Subject: | Boilerplate stripping |
Boilerplate isn't being stripped for tucows domains.
Try whois myfairpoint.net.
Also, godaddy domains are almost stripped; a couple of lines are left:
blank
permission of Godaddy.com, LLC. By submitting an inquiry,
blank
in the "registrant" section. In most cases, GoDaddy.com, LLC
Other whois services also produce boilerplate that isn't skipped.
It seems that matching exact text is a game of whack-a-mole.
I wondered if deleting from the line to 'Last update of WHOIS database' to the end would do better...
A couple of other heuristics:
Many boilerplate lines begin with "# " or '% '; they could be removed.
Non-boilerplate lines are of the form <label>:<eol> or <label>:<value><eol>.
Many responses use '<<< Last update of WHOIS database: date <<<<' as an end marker.

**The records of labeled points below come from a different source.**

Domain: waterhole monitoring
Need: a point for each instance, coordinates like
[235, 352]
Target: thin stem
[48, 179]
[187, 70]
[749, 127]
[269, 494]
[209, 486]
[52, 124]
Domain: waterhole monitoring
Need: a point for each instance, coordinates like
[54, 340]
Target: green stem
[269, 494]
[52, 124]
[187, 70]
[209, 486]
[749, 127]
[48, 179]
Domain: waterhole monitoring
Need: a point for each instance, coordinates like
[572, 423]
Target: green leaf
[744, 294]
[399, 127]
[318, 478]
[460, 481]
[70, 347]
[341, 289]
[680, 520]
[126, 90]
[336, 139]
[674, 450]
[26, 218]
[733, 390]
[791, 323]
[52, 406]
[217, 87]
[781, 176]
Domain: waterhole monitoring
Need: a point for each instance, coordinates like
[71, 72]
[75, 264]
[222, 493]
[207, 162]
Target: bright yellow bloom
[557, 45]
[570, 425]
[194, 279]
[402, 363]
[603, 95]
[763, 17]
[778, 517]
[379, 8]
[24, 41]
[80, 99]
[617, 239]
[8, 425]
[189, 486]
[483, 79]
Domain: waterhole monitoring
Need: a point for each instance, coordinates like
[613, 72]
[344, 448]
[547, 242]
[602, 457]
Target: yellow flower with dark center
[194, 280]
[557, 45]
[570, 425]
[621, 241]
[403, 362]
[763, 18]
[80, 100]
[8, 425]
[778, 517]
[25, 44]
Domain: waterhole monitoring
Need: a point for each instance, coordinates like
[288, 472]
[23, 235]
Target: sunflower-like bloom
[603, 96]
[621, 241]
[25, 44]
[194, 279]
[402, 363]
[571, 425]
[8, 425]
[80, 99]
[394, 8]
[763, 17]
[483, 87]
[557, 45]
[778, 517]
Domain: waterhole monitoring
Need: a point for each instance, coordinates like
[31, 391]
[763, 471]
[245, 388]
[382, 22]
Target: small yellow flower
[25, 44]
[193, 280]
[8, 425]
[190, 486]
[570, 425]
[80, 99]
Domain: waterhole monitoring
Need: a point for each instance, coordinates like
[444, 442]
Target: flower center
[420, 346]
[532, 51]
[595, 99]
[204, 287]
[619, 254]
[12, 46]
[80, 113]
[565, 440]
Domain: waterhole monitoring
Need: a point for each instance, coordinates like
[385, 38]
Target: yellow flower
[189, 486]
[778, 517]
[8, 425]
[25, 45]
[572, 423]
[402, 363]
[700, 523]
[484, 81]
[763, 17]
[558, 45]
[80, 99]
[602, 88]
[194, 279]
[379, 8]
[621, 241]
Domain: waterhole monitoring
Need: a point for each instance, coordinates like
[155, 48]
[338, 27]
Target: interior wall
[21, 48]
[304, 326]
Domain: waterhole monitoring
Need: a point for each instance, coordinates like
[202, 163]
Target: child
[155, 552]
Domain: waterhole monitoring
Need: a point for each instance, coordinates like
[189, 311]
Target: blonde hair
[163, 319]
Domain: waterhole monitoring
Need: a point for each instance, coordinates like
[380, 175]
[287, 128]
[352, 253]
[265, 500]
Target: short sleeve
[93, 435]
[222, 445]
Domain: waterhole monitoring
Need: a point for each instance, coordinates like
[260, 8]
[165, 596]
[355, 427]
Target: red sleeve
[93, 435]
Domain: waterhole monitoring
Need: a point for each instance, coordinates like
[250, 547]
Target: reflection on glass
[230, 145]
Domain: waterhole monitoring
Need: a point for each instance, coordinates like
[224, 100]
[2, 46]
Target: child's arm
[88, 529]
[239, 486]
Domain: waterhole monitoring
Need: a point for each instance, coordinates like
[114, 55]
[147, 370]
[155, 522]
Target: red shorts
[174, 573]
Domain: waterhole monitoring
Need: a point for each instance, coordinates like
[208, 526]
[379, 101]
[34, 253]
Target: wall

Given that, this filter seems to work:
sub whois_edit {
my $text = shift;
my @lines;
# Remove comment lines
$text =~ s/^\s*[%#].*?\r?\n\r?//mg;
# These two for html output
# $text =~ s/(<)/</g;
# $text =~ s/(>)/</g;
# Process remaining lines
@lines = split /\r?\n\r?/, $text;
$text = '';
foreach my $line (@lines) {
# Stop with 'last update' line - boilerplate follows
if( $line =~ /Last update of WHOIS database:/i ) {
$text .= "$line\n";
last;
}
# Valid lines are <tag>:<value>?
next unless( $line =~ /^[\w_ -]+:\s*/ );
$text .= "$line\n";
}
return $text;
}
The goal is not to encourage misuse of data, but to ease implementation of scripts that report probles.
Of course, maybe one data the new whois will be xml or JSON based... but let's not hold our breath.